Beccaria considère notamment qu'une peine cruelle est contraire au contrat social qui est à la base du droit de punir. C'est ainsi que les rédacteurs du code pénal de 1791 décidèrent de mettre fin aux supplices, « ces spectacles cruels qui dégradent les moeurs publics et indignes d'un siècle humain et éclairé » , selon les mots de Le Peletier Saint-Fargeau. Notons toutefois comment ce code de 1791, repris par le code de 1810 maintiendra la peine de mort, sans se contredire en apparence, en considérant que « la peine de mort consistera dans la simple privation de la vie, sans qu'il puisse jamais être exercé aucune torture envers les condamnés ».

C'est ainsi que l'emprisonnement fait son entrée dans le code pénal, comme véritable sanction. Ce n'est plus le corps qui est l'objet de la sanction, mais sa liberté, en considérant que la fonction punitive a pour but de rééduquer le coupable et de favoriser son amendement. Notons que le code pénal maintiendra certains supplices qui seront définitivement supprimés par la loi du 28 avril 1832.

Ainsi, après les peines de première génération portant sur le corps, naissent les peines de deuxième génération, qui impactent la liberté du condamné.
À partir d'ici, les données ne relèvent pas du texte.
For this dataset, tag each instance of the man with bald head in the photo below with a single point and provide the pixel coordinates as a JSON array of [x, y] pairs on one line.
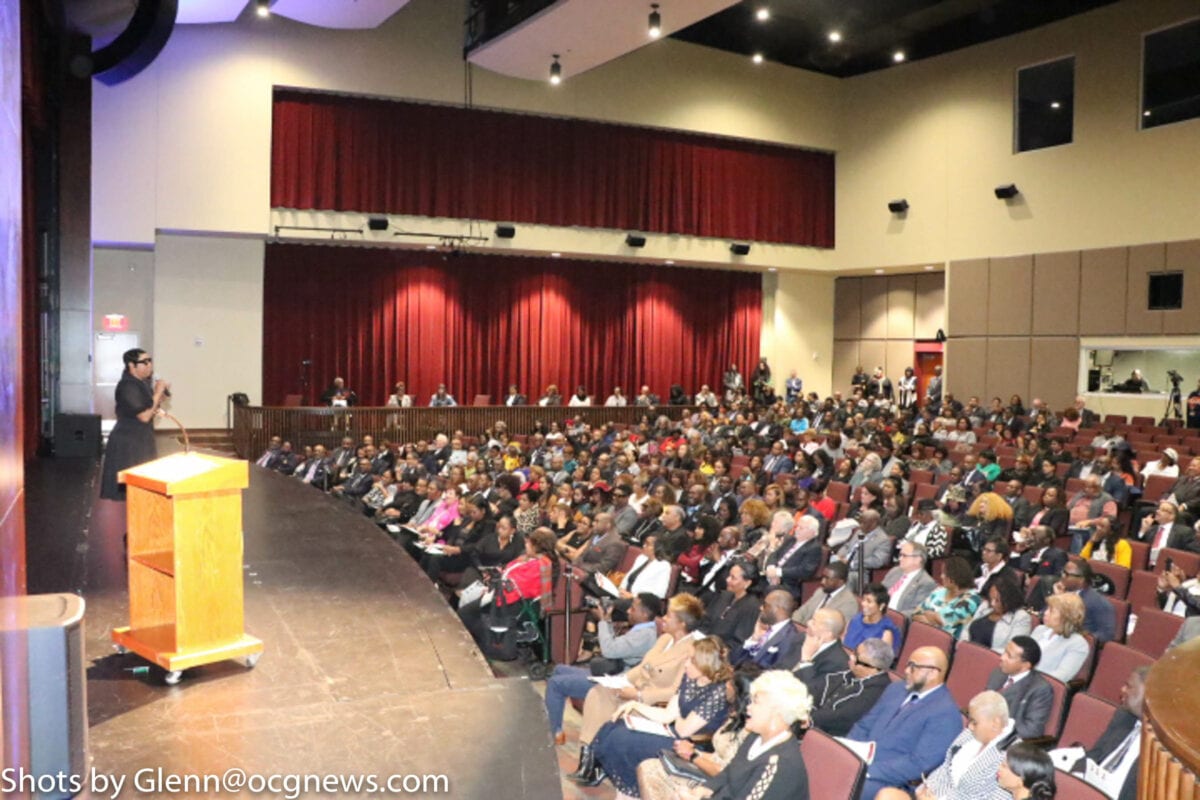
[[912, 725]]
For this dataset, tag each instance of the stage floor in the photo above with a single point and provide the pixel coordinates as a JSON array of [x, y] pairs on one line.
[[366, 671]]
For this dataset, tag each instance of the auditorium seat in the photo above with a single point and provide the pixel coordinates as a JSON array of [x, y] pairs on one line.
[[922, 635], [1114, 572], [834, 771], [1155, 631], [969, 675], [1115, 663], [1089, 716], [1075, 788]]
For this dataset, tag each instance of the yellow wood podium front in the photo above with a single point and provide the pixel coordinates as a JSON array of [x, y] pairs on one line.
[[185, 552]]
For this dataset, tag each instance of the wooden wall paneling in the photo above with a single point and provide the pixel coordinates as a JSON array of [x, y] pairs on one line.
[[1103, 277], [901, 306], [930, 305], [1055, 294], [871, 353], [1185, 256], [847, 318], [1008, 367], [1009, 295], [875, 308], [965, 366], [1144, 259], [845, 359], [1054, 370], [898, 355], [966, 298]]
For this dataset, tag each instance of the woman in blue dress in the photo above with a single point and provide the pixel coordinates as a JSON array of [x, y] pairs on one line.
[[873, 623], [699, 708]]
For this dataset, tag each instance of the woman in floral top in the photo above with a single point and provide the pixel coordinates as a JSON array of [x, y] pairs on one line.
[[955, 602]]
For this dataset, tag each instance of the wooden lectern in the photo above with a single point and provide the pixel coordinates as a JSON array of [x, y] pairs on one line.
[[184, 542]]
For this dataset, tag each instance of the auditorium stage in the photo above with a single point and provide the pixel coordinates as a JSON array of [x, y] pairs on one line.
[[366, 669]]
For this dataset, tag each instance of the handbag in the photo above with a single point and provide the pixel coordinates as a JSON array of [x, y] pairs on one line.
[[678, 767]]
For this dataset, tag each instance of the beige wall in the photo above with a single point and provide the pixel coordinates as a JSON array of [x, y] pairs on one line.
[[877, 319], [940, 133], [1014, 323]]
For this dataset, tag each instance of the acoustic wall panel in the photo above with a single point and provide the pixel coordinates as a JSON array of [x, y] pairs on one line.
[[901, 306], [1055, 300], [1009, 295], [930, 305], [1103, 278], [966, 298], [847, 319], [1144, 259]]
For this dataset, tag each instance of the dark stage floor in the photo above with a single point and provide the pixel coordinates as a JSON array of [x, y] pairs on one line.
[[366, 669]]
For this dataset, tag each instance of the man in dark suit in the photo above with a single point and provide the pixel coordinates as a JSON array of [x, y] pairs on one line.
[[912, 725], [844, 697], [1164, 530], [775, 643], [822, 653], [797, 559], [1116, 751], [1027, 693]]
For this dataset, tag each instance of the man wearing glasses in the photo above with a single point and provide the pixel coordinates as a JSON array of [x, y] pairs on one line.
[[131, 443], [911, 726]]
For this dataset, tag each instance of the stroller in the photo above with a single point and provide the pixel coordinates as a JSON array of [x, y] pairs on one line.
[[516, 630]]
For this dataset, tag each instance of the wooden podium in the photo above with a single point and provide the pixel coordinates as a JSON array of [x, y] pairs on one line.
[[184, 543]]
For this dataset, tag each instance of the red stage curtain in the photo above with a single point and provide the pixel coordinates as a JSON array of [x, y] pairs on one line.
[[354, 154], [480, 323]]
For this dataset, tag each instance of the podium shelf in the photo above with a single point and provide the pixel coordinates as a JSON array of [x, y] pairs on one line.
[[160, 561]]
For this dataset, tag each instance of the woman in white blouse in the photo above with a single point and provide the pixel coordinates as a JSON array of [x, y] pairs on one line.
[[1063, 648]]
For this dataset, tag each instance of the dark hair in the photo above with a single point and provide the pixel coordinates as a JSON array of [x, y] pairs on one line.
[[1008, 587], [959, 571], [1031, 650], [1035, 768], [652, 603], [880, 593]]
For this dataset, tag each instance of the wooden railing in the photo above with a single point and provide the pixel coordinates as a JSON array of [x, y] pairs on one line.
[[255, 425], [1170, 733]]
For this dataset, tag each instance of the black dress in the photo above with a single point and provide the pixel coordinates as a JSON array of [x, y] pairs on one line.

Il sera intéressant de voir comment sont nées les peines, en quelque sorte, de troisième génération, qui portent sur les droits pouvant être restreints ou faire l'objet de privation.

Mais, une dimension nouvelle est en train de voir le jour. Albert Camus avait écrit prophétiquement que le XXI e siècle sera le siècle de la peur. Parce que, pour reprendre le titre d'un ouvrage de Mme Mireille Delmas-Marty, l'on vit dans « un monde dangereux » , la question de la prévention du crime prend une place de plus en plus essentielle dans le débat publique. C'est le développement des mesures de sûreté. Il sera donc particulièrement intéressant, en se penchant sur 180 années d'évolution pénale, de réfléchir à ces évolutions.

***

D'autres dimensions pourront aussi être examinées au cours de cette conférence :

- en premier lieu la dimension constitutionnelle : l'impact du droit constitutionnel est, aujourd'hui, de la question prioritaire de constitutionnalité sur le droit pénal, doit être examiné avec une grande attention ;

- en second lieu, l'irrigation du droit pénal par le droit de la Convention européenne des Droits de l'Homme et de la jurisprudence de la Cour européenne constitue un aspect essentiel de l'évolution du droit pénal ;

- enfin, depuis l'entrée en vigueur le 1 er décembre 2009 du traité de Lisbonne, l'émergence d'un droit pénal européen devient réalité. Sans doute, s'agit-il ici d'une dimension décisive de l'évolution du code pénal et du droit pénal.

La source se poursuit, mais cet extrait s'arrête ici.